野洲が敗退したのもレベルが均一化された証拠でもある
2006年度第85回全国高校選手権は、岩手県の盛岡商が2-1で岡山県の作陽を逆転で倒して幕を閉じた。盛岡商は15回目の出場にして初めて国立(ベスト4)まで進み、そのまま勢いに乗って初優勝を勝ち取った。近年、青森山田(青森)をはじめ、徐々に力をつけてきたが東北勢の優勝は40年ぶりであり、それだけに嬉しいことだっただろう。

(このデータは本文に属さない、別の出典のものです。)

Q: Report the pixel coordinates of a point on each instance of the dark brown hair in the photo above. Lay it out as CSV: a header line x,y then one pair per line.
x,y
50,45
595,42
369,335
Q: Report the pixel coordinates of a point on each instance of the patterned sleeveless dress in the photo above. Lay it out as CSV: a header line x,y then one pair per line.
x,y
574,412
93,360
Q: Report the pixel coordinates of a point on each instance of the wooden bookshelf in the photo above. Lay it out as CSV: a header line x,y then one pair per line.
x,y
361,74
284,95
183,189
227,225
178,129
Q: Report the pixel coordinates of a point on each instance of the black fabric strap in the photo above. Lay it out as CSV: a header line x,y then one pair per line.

今大会はとても波乱の多い大会だった。名門、長崎県の国見高校はこれまで20年間初戦敗退が1度もなかったが、今回は千葉県の八千代に破れ早々と姿を消した。そこから始まり、フランス2部リーグのグルノーブルへ移籍が決まった伊藤翔率いる愛知県の中京大付属中京も、初戦で広島県の広島皆実にPK戦の末、敗れた。秋の全日本ユース選手権を制した兵庫県の滝川第二も、2回戦で埼玉県の武南に敗退。そして昨年度の大会以降、話題を集めてきた滋賀県の野洲も八千代に4-1という大敗を喫して2連覇の夢を打ち砕かれた。